В книге рассказывается история главного героя, который сталкивается с различными проблемами и препятствиями на протяжении всего своего путешествия. По пути он встречает множество второстепенных персонажей, которые играют важные роли в истории. Благодаря опыту главного героя книга исследует такие темы, как любовь, потеря, надежда и стойкость. По мере того, как главный герой преодолевает свои трудности, он усваивает ценные уроки жизни и растет как личность.
В книге рассказывается история главного героя, который сталкивается с различными проблемами и препятствиями на протяжении всего своего путешествия. По пути он встречает множество второстепенных персонажей, которые играют важные роли в истории. Благодаря опыту главного героя книга исследует такие темы, как любовь, потеря, надежда и стойкость. По мере того, как главный герой преодолевает свои трудности, он усваивает ценные уроки жизни и растет как личность.

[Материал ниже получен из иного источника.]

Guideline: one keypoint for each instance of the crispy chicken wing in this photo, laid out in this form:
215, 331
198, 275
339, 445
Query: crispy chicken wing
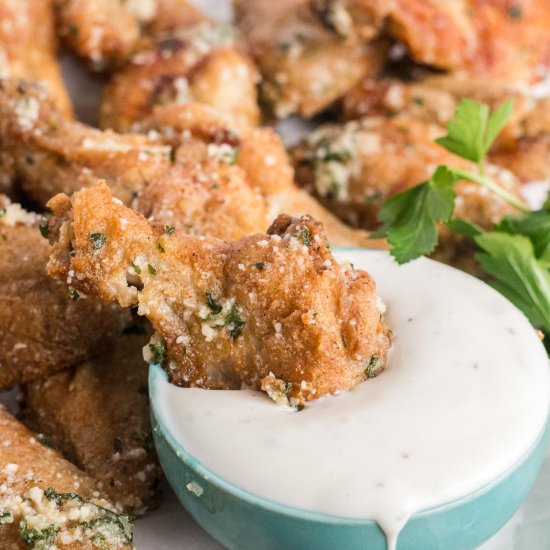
496, 38
273, 311
46, 502
28, 47
203, 63
259, 152
305, 64
44, 329
48, 154
355, 167
524, 144
97, 415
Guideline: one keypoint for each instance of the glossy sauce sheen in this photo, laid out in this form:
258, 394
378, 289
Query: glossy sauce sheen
464, 397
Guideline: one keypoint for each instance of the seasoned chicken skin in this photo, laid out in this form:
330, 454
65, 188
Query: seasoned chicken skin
305, 64
203, 63
97, 416
271, 310
491, 38
48, 154
46, 502
28, 47
258, 152
524, 144
355, 167
44, 329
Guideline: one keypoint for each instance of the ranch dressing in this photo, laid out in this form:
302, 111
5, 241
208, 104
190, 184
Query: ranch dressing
463, 398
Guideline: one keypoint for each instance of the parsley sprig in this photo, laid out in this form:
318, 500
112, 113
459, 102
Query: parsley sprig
515, 253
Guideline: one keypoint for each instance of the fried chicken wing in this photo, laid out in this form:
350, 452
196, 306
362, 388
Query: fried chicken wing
28, 47
259, 152
97, 415
48, 154
305, 65
44, 329
205, 194
46, 502
271, 310
494, 38
355, 167
203, 63
524, 144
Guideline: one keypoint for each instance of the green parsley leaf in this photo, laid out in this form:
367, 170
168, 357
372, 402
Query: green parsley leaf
536, 226
517, 273
97, 240
409, 218
473, 129
234, 323
215, 308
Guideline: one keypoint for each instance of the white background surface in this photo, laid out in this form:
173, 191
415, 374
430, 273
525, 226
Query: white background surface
171, 528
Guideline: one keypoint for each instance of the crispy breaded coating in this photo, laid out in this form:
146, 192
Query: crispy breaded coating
102, 31
46, 502
28, 47
524, 144
272, 311
97, 416
205, 193
44, 329
305, 64
492, 38
355, 167
258, 152
48, 154
203, 63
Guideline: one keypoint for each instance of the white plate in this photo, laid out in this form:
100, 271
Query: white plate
170, 527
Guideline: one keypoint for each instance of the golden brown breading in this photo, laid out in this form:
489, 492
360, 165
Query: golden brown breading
97, 415
205, 193
43, 330
271, 310
355, 167
48, 154
28, 47
102, 31
203, 63
45, 500
305, 65
524, 144
496, 38
261, 155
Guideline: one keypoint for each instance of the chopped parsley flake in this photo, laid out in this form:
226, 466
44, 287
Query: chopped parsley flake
158, 351
44, 228
97, 240
215, 308
371, 367
73, 294
31, 537
234, 323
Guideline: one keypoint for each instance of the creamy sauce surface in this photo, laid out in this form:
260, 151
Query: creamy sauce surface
463, 398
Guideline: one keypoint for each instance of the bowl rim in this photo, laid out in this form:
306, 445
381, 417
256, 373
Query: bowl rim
156, 372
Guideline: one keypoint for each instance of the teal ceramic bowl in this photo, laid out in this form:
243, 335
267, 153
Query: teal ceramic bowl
239, 520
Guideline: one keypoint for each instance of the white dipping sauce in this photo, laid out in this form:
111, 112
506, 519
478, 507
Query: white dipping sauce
463, 398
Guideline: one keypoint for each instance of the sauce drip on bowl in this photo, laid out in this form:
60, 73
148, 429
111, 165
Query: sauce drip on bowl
465, 395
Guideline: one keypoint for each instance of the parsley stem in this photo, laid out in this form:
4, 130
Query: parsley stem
492, 186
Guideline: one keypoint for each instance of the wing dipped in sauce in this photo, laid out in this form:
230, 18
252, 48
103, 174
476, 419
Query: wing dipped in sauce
272, 311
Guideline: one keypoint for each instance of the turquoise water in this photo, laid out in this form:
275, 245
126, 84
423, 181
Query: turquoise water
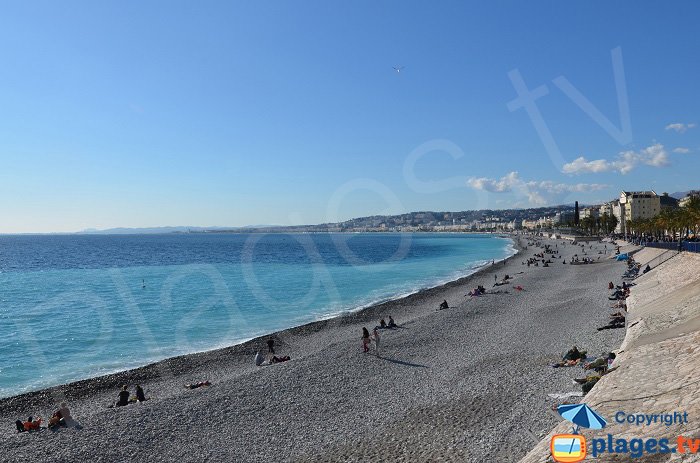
73, 307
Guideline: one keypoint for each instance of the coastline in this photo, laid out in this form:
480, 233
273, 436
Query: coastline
446, 382
144, 372
435, 283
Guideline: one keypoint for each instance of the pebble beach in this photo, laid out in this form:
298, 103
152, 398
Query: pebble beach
469, 383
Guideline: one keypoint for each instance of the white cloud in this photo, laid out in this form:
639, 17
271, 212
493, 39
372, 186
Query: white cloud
503, 185
654, 155
680, 127
582, 166
538, 193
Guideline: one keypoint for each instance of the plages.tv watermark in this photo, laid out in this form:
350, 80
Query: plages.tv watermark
573, 447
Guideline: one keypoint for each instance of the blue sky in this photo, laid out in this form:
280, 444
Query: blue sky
158, 113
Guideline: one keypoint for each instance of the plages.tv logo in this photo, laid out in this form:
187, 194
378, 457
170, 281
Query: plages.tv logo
570, 448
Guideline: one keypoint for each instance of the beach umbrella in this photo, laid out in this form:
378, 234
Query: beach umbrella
582, 415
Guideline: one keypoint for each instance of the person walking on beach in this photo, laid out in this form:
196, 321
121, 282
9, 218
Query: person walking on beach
365, 340
140, 396
376, 342
123, 397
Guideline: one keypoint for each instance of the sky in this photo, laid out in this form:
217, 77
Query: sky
226, 113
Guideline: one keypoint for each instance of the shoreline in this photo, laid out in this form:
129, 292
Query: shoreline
448, 385
143, 371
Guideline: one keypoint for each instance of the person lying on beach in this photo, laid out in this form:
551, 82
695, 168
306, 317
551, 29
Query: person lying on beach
615, 323
123, 399
197, 385
365, 340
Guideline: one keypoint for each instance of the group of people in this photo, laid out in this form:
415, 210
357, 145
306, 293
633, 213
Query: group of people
60, 418
595, 367
271, 356
125, 397
375, 337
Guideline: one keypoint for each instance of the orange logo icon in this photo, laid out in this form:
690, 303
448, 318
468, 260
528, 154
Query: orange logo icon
568, 448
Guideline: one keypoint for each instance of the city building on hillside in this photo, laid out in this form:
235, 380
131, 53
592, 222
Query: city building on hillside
637, 205
683, 202
667, 202
592, 212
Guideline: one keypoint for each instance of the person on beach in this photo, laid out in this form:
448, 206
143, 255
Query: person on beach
32, 425
66, 416
376, 342
56, 420
365, 340
198, 385
123, 397
140, 396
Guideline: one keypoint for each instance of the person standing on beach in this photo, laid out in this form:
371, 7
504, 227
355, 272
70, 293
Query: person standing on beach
123, 397
365, 340
140, 396
376, 341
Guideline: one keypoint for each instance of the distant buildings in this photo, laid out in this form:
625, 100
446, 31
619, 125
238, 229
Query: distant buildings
683, 202
637, 205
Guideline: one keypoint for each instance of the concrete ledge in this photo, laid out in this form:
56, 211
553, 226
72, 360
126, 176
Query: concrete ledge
658, 366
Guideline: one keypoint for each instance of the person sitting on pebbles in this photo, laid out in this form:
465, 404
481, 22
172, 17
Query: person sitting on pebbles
198, 384
123, 399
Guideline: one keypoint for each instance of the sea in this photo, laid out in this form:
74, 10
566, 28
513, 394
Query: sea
78, 306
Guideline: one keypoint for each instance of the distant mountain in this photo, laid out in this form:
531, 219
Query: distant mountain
150, 231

В книге рассказывается история главного героя, который сталкивается с различными проблемами и препятствиями на протяжении всего своего путешествия. По пути он встречает множество второстепенных персонажей, которые играют важные роли в истории. Благодаря опыту главного героя книга исследует такие темы, как любовь, потеря, надежда и стойкость. По мере того, как главный герой преодолевает свои трудности, он усваивает ценные уроки жизни и растет как личность.
В книге рассказывается история главного героя, который сталкивается с различными проблемами и препятствиями на протяжении всего своего путешествия. По пути он встречает множество второстепенных персонажей, которые играют важные роли в истории. Благодаря опыту главного героя книга исследует такие темы, как любовь, потеря, надежда и стойкость. По мере того, как главный герой преодолевает свои трудности, он усваивает ценные уроки жизни и растет как личность.
Книга известного литературоведа посвящена исследованию самоубийства не только как жизненного и исторического явления, но и как факта культуры. В работе анализируются медицинские и исторические источники, газетные хроники и журнальные дискуссии, предсмертные записки самоубийц и художественная литература (романы Достоевского и его «Дневник писателя»). Хронологические рамки — Россия 19-го и начала 20-го века.
В книге делается попытка подвергнуть существенному переосмыслению растиражированные в литературоведении канонические представления о творчестве видных английских и американских писателей, таких, как О. Уайльд, В. Вулф, Т. С. Элиот, Т. Фишер, Э. Хемингуэй, Г. Миллер, Дж. Д. Сэлинджер, Дж. Чивер, Дж. Апдайк и др. Предложенное прочтение их текстов как уклоняющихся от однозначной интерпретации дает возможность читателю открыть незамеченные прежде исследовательской мыслью новые векторы литературной истории XX века.
В книге рассматриваются индивидуальные поэтические системы второй половины XX — начала XXI века: анализируются наиболее характерные особенности языка Л. Лосева, Г. Сапгира, В. Сосноры, В. Кривулина, Д. А. Пригова, Т. Кибирова, В. Строчкова, А. Левина, Д. Авалиани. Особое внимание обращено на то, как авторы художественными средствами исследуют свойства и возможности языка в его противоречиях и динамике.Книга адресована лингвистам, литературоведам и всем, кто интересуется современной поэзией.
Если рассматривать науку как поле свободной конкуренции идей, то закономерно писать ее историю как историю «победителей» – ученых, совершивших большие открытия и добившихся всеобщего признания. Однако в реальности работа ученого зависит не только от таланта и трудолюбия, но и от места в научной иерархии, а также от внешних обстоятельств, в частности от политики государства. Особенно важно учитывать это при исследовании гуманитарной науки в СССР, благосклонной лишь к тем, кто безоговорочно разделял догмы марксистско-ленинской идеологии и не отклонялся от линии партии.